For any sort of machine learning related work our prior concern is to get ready the system for the processing. With the help of python version 3.6 we have implemented our work process. There are some libraries essentially required for the processing in python environment and these are hereby used for the implementation for the proposed work. These libraries are:

  • NumPy: To compute the numerical processing this library is used. We can solve numerical simulation of are linear algebra, Fourier transformation multi-dimensional matrices etc. with the help of NumPy library. Numerical functions are hereby defined by the library itself.
  • Scikit-learn: It a library which has the compatibility to work with NumPy library.

With the help of this library we are able to simulate or execute computational features such as classification of data, clustering algorithm support, regression etc. like machine learning processes.

  • Pyplot: Pyplot is a python library for plotting different types of matrix, data, results etc.

For the starting of the proposed work we need to install those libraries with other internal libraries provided by python.

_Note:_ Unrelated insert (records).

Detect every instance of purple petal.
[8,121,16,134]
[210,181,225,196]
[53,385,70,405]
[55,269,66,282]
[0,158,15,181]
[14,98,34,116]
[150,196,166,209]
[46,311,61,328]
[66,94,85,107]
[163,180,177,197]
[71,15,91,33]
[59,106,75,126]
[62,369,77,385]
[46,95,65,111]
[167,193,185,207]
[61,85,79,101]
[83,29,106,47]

It is mentioned that that the proposed work is developed with the help of the dataset of all final year students of Bachelor of Technology who are in their final year of the course. The information is collected from the students who cleared their exam without any backlog subjects or year gap in their academics. A machine learning approach has been implemented on the mentioned dataset. Among varieties of algorithm modelling approaches, some of the approaches are chosen and later they are implemented in the model to find the best fitted approach over the proposed dataset. The best fitted approach is determined with the help of the model performances. That means the models are giving some performance on the prediction in terms of accuracy and comparing each model with another a proposal can be made on the best fitted machine learning modelling approach for the proposed dataset that has been utilized in this scope of work.

First of all for the modelling approach implementation, there are some phases of work that are being done stepwise so that we can reach our goal. On the very first stage of work the prior concern of a machine learning related task is to create the dataset such a way that it is appropriate for the modelling approach to run over it. Once the dataset is ready the proposed work is continued. Again for the implementation of the work we need to pre-process the dataset. In the phase of data pre-processing, the information are cleaned, structured and converted from various alphabetical terms to numerical terms. There we proposed some numerical values to alter with the alphabets or the sequence of the alphabets. The proposed dataset is loaded in the python environment for the processing. Once the dataset is loaded in python, it is now appended in rows so that the pre-processing of the information can be initiated. For the whole dataset we tried to find out the alphabetical terms ‘X’, ‘A’, ‘B’, ‘C’,

‘D’, ‘E’, ‘F’ and replace them with numerical digits from 1 to 7 respectively. There are also sequence of alphabet characters are also present in the dataset such as ‘None’, ‘One’, ‘Two’ and these are again replaced with numerical digits from 0 to 2 respectively. In the similar way ‘Yes’, ‘No’, ‘Maybe’, ‘Average’, ‘Good’, ‘High’ etc. are also converted into numerical digits for the proposed scope of work. Once it is done, we will implement Label Encoder in here. As the machine learning approach is a computerized operation the information that supplies for machine learning processes are needs to be machine readable format. That is why the implementation of Label Encoder is essential at the data pre-processing phase for the conversion of the labels in numerical format so that machine can easily understand it. It is the way how the information set is understandable by the machine learning modelling approaches. After the transformation of the information set the pre-processed information is now ready for the applying the machine learning approaches. But there is another stage and in this stage the pre-processed data is divided into two parts. One part is for training purposes and here we have created 90 per cent of the information is for training. Again remaining 10 per cent information set is considered for testing purposes. Here after implementation of machine learning modelling approach, our job is to train the model with the help of the newly divided training dataset and once the model is trained, it is run over test dataset to get the final output that the accuracy for the prediction from the models.

Later on we have implemented Argument Parser in this scope of work for working with the machine learning models. Here we have defined KNN or K-Nearest Neighbour approach as a default model for the whole task and later we have implemented Random Forest and Support Vector Machine or SVM approach for the same dataset to fulfil our desired machine learning approach.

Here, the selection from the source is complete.